The Top 5 Rocky Movies

Widely Missing the Cut: Rocky V

5. Rocky IV – When I was 13 years old, I watched a scratchy VHS tape of Rocky IV every single day. Actually, I watched the part where James Brown sings Living in America and then fast forwarded to when Rocky gets to Russia to start training. And you know, the movie works that way. The plot is ridiculous, Paulie has turned into an annoying buffoon by this point in the series and Adrian is a complete succubus during every scene she’s in. But the training scenes were legitimately cool, if a little confusing (why did Rocky scale a 15,000 mountain as part of his boxing training?). And Dolph Lundgren makes a pretty kickass villain. “I win for me! FOR ME!”



4. Rocky II – This movie suffers from the same problem as Rocky 4: the middle half of the movie is excruciatingly boring to sit through. An hour about how much of a loser Rocky is? He can’t read? He doesn’t know what a savings account is? But, the training scenes are as good, if not better, than the first movie and this time we get to watch him run up the steps of the Philadelphia Museum of Art with 100,000 kids following him. Plus, seeing Rocky win the title from Apollo is probably THE MOMENT among all the Rocky movies.
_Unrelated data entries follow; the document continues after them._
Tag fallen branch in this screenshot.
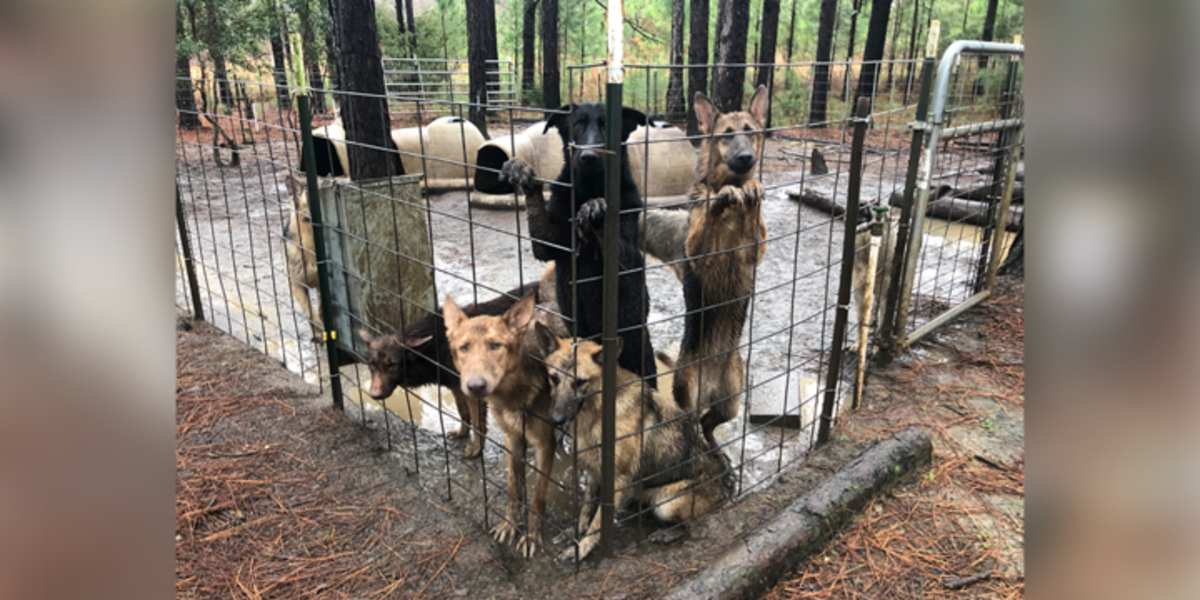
[946,571,991,589]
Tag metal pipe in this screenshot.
[817,97,871,444]
[930,39,1025,125]
[941,119,1025,140]
[175,181,204,320]
[904,289,991,347]
[600,0,625,558]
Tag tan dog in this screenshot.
[535,323,733,563]
[283,174,325,342]
[674,85,767,446]
[442,294,556,557]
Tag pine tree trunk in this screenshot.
[521,0,538,101]
[809,0,838,128]
[271,31,292,110]
[396,0,408,41]
[841,0,863,90]
[665,0,686,120]
[404,0,416,43]
[713,0,750,113]
[854,0,892,103]
[904,0,920,104]
[541,0,563,108]
[971,0,1000,96]
[467,0,497,139]
[204,0,233,113]
[336,0,392,181]
[887,0,904,91]
[755,0,779,128]
[785,0,799,62]
[688,0,709,138]
[296,0,324,114]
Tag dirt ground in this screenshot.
[763,277,1025,600]
[176,276,1024,599]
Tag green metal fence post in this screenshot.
[817,97,871,444]
[175,184,204,320]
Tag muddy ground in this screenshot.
[764,277,1025,600]
[176,281,1024,598]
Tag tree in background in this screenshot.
[712,0,750,113]
[175,2,200,130]
[755,0,796,128]
[971,0,1000,96]
[541,0,563,108]
[295,0,326,114]
[204,0,233,108]
[809,0,838,128]
[688,0,709,138]
[269,0,292,110]
[335,0,392,181]
[665,0,686,119]
[521,0,539,102]
[854,0,892,103]
[841,0,863,90]
[467,0,497,139]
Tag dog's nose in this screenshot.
[467,377,487,396]
[733,151,754,169]
[580,150,600,167]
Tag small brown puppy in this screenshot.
[442,294,556,558]
[535,323,733,563]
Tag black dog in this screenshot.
[500,103,658,388]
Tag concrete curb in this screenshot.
[665,427,934,600]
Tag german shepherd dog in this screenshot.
[282,173,325,342]
[443,294,557,558]
[359,282,541,458]
[535,323,734,563]
[500,103,658,386]
[673,85,767,446]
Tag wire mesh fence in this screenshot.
[176,43,1019,560]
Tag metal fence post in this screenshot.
[984,128,1025,292]
[974,56,1016,293]
[888,20,944,356]
[878,46,934,365]
[600,0,625,558]
[292,34,344,410]
[817,97,871,444]
[175,182,204,320]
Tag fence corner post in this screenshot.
[817,96,871,444]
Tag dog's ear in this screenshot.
[750,85,767,125]
[691,91,721,133]
[442,294,467,331]
[404,336,433,348]
[504,293,538,331]
[541,104,575,140]
[533,320,558,356]
[592,337,625,367]
[620,107,649,142]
3. Rocky III – I love everything about the third Rocky. Rocky is a paper champ, he’s lost the “Eye of the Tiger,” he’s all of a sudden a huge, ripped bodybuilder, Hulk Hogan makes an appearance as Thunderlips, Apollo is now on Rocky’s side, Mick dies halfway through the movie, and Mr. T is a tour-de-force of a villain. T has arguably my 5 favorite quotes in the series, including:
Interviewer: Do you hate Rocky?
Clubber Lang: No, I don't hate Balboa. I pity the fool, and I will destroy any man who tries to take what I got!
And...
Interviewer: What's your prediction for the fight?
Clubber Lang: My prediction?
Interviewer: Yes, your prediction.
Clubber Lang: Pain!


The training scenes are decent, although they dwell on Rocky’s lack of the “Eye” a little too long. The training montage does lead to a great climax where Rocky and Apollo, wearing the shortest of short-shorts, give each other a giant man-hug while frolicking around in slow motion in the water. Stick that scene in a time capsule and call it the 80’s. While not as good as the Creed/Rocky fights, the fight at the end of the movie is entertaining as somehow Rocky survives 1,000 blows to the head from Clubber Lang.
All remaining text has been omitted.